Airway management, adequate oxygenation and maintain adequate perfusion.

First Responder Pre-Hospital Management

1. Initial Management - Assess airway, breathing and circulation and manage as indicated.
2. Focused H&P - History, physical exam, vital signs, including pupils and skin appearance (burns, chaffing, etc.).

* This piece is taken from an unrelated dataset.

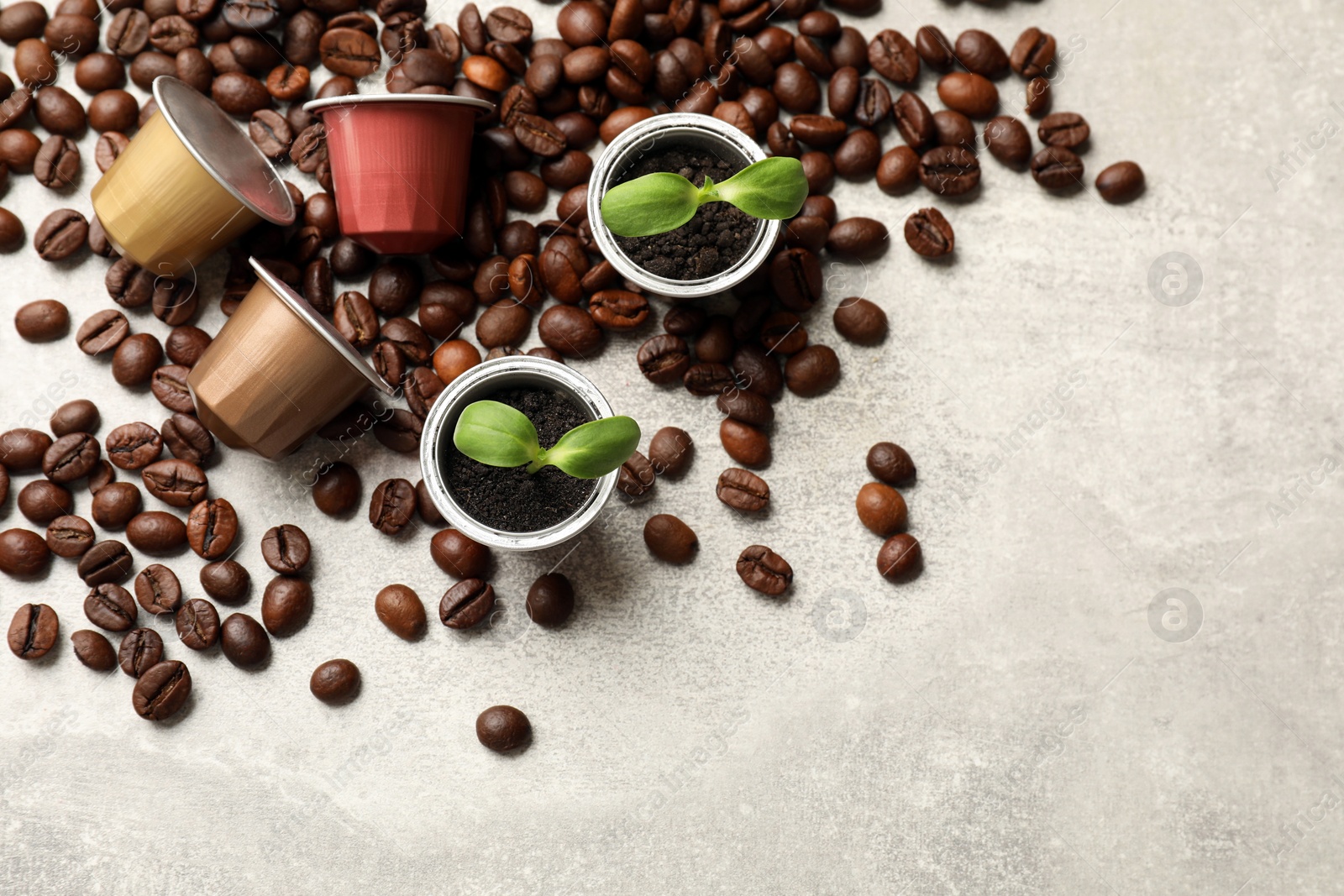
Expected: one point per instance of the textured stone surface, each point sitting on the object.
(1008, 723)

Check BGL.

  • If medications overdose:
    • Amount of and type.
    • Time taken.
    • Accidental vs. intentional.
    • Mixed OD (Have other drugs or medications been taken?).
    • Route.
    • History of underlying illness, if appropriate.
    • Treatment prior to arrival.
  • If poisoning:
    • Identify substance and quantity taken.
    • Method taken.
    • Underlying conditions.
    • Has the patient vomited?
    • Flushing with copious amounts of water is generally indicated for wet exposures and brushing is indicated for dry exposures.

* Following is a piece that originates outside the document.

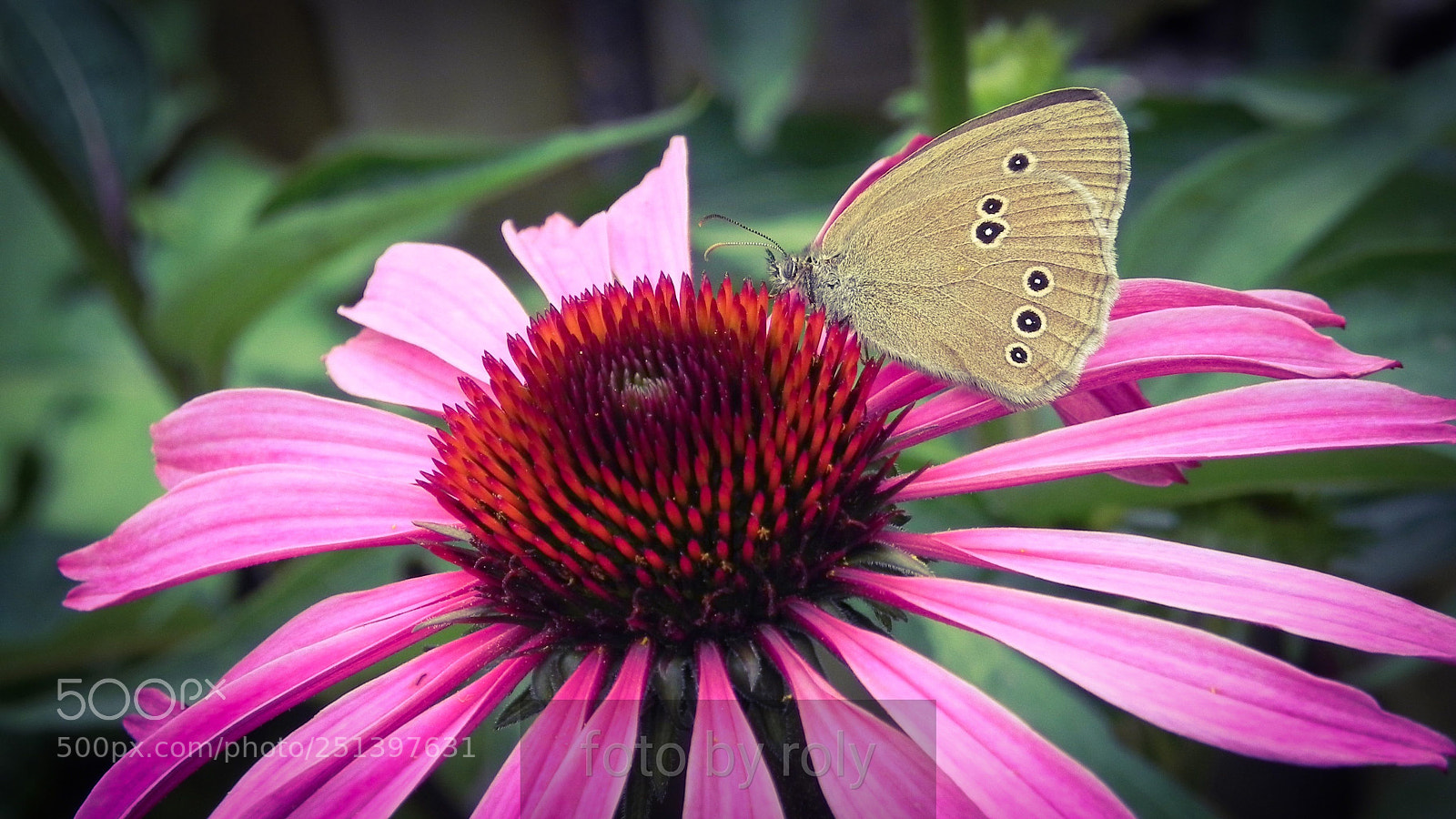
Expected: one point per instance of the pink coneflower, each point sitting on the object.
(662, 496)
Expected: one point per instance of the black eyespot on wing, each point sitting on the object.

3. Contact Poison Control [1-800-222-1222] and transport the patient to an appropriate medical facility. Consider ILS/ALS intercept.

4. If organophosphate poisoning or other chemical nerve agent is suspected, (i.e. increased salivation, lactation, urination, defecation, and gastrointestinal cramping and emesis):

  • Administer ATROPINE and PRALIDOXIME (2PAM) [600 mg]) using an auto-injector device.

BASIC PRE-HOSPITAL MANAGEMENT

5. If narcotic overdose is suspected with serious signs and symptoms:

  • Administer NALOXONE [0.4 mg] IM, SQ or [2 mg (1 mg per nostril)] IN. If no improvement, repeat every 2-5 min. [0.4mg] until 2 mg. has been administered.


6. Consider activated charcoal at 1 gm/kg may be administered with on-line Medical Control orders.

INTERMEDIATE PRE-HOSPITAL MANAGEMENT

7. At scene, initiate a large bore IV of an isotonic solution at TKO:

  • Adult: Administer NALOXONE [0.4 mg] IVP, titrated to improvement in respiratory rate and effort. If no improvement, repeat every 2-5 min. [0.4mg] until 2 mg. has been administered. Contact medical control prior to administering subsequent doses. If IV access is not available, consider IM, SQ or IN administration.
  • Pediatric: Administer NALOXONE [0.1 mg/kg up to 5 years of age or 20 kg] IVP, titrated to improvement in respiratory rate and effort. If no improvement, repeat in 10 min. at [0.1 mg/kg] until 0.8 mg has been administered. Contact medical control prior to administering subsequent doses. May also be administered SQ, IM, IN or IO.
  • High doses may be required for synthetic narcotics.
  • If the patient remains unresponsive, secure definitive airway, (follow Airway
    Management Protocols) and check BGL.


8. If cyanide poisoning is suspected, consider HYDROXYCOBALAMINE:
Adult: 5 grams IV / 70 mg/kg over 30 minutes.
Pediatric: 70 mg/kg IV over 30 minutes.

PARAMEDIC PRE-HOSPITAL MANAGEMENT
9. If organophosphate poisoning or other chemical nerve agent is suspected, i.e. increased salivation, lactation, urination, defecation, and gastrointestinal cramping and emesis:

  • If auto-injector device is unavailable, administer ATROPINE [2.0 mg – until symptoms abate].

10. If tricyclic anti-depressant (TCA) overdose is suspected with serious signs/symptoms (widening of the QRS complexes, PVC’s, hypotension, seizures, dysrhythmias, or a combination of any of these), consider SODIUM BICARBONATE [1 mEq/kg] slow IVP.
11. If patient presents with a calcium channel blocker overdose:

  • Adult - administer CALCIUM CHLORIDE (CaC12) 10% [10-20 ml] slow IVP. Do not exceed 2ml/min.
  • Pediatric - administer CALCIUM CHLORIDE (CaC12) 10% [10-30 ml/kg] slow IVP. Do not exceed 2 ml/min.